Dask

Dask is a Python library for parallel and distributed computing. Dask offers an array of tools such as Dask DataFrames, Dask Bags, Dask Delayed Functions and has machine learning integrations. We will foucus with Dask DataFrames.

Dask dataframes process data in parallel across multiple cores or machines.

Dask DataFrames coordinate many pandas DataFrames/Series arranged along the index.

Dask DataFrame is partitioned row-wise, grouping rows by index value for efficiency. These pandas objects may live on disk or on other machines.
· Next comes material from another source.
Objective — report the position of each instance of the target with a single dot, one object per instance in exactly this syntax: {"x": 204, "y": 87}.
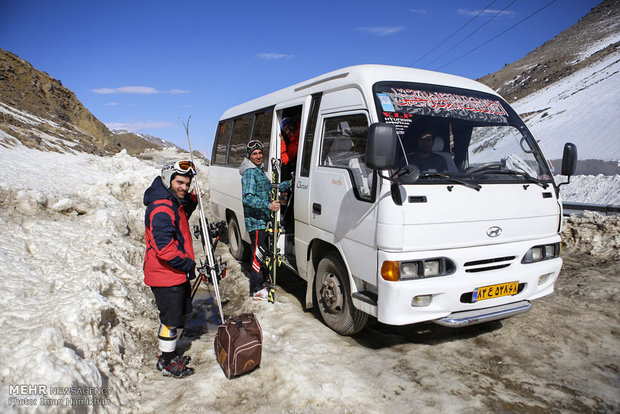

Internally, a Dask DataFrame is split into many partitions, where each partition is one Pandas DataFrame. When our index is sorted and we know the values of the divisions of our partitions, then we can be clever and efficient with expensive algorithms (e.g. groupby’s, joins, etc…).

Use Cases:

Dask DataFrame is used in situations where pandas is commonly needed, usually when pandas fails due to data size or speed of computation. Common use cases are:

Dask DataFrame may not be the best choice in the following situations:

#Import libraries and datasets
import pandas as pd
import numpy as np
import scipy as sp
import seaborn as sns
import dask.datasets
import dask.dataframe as dd

df = sns.load_dataset('diamonds') # a pandas dataframe
df.to_csv('diamonds.csv') # can be saved to file

Transitioning to Dask DataFrames

Dask mimics most but not all of the well known pandas API syntax.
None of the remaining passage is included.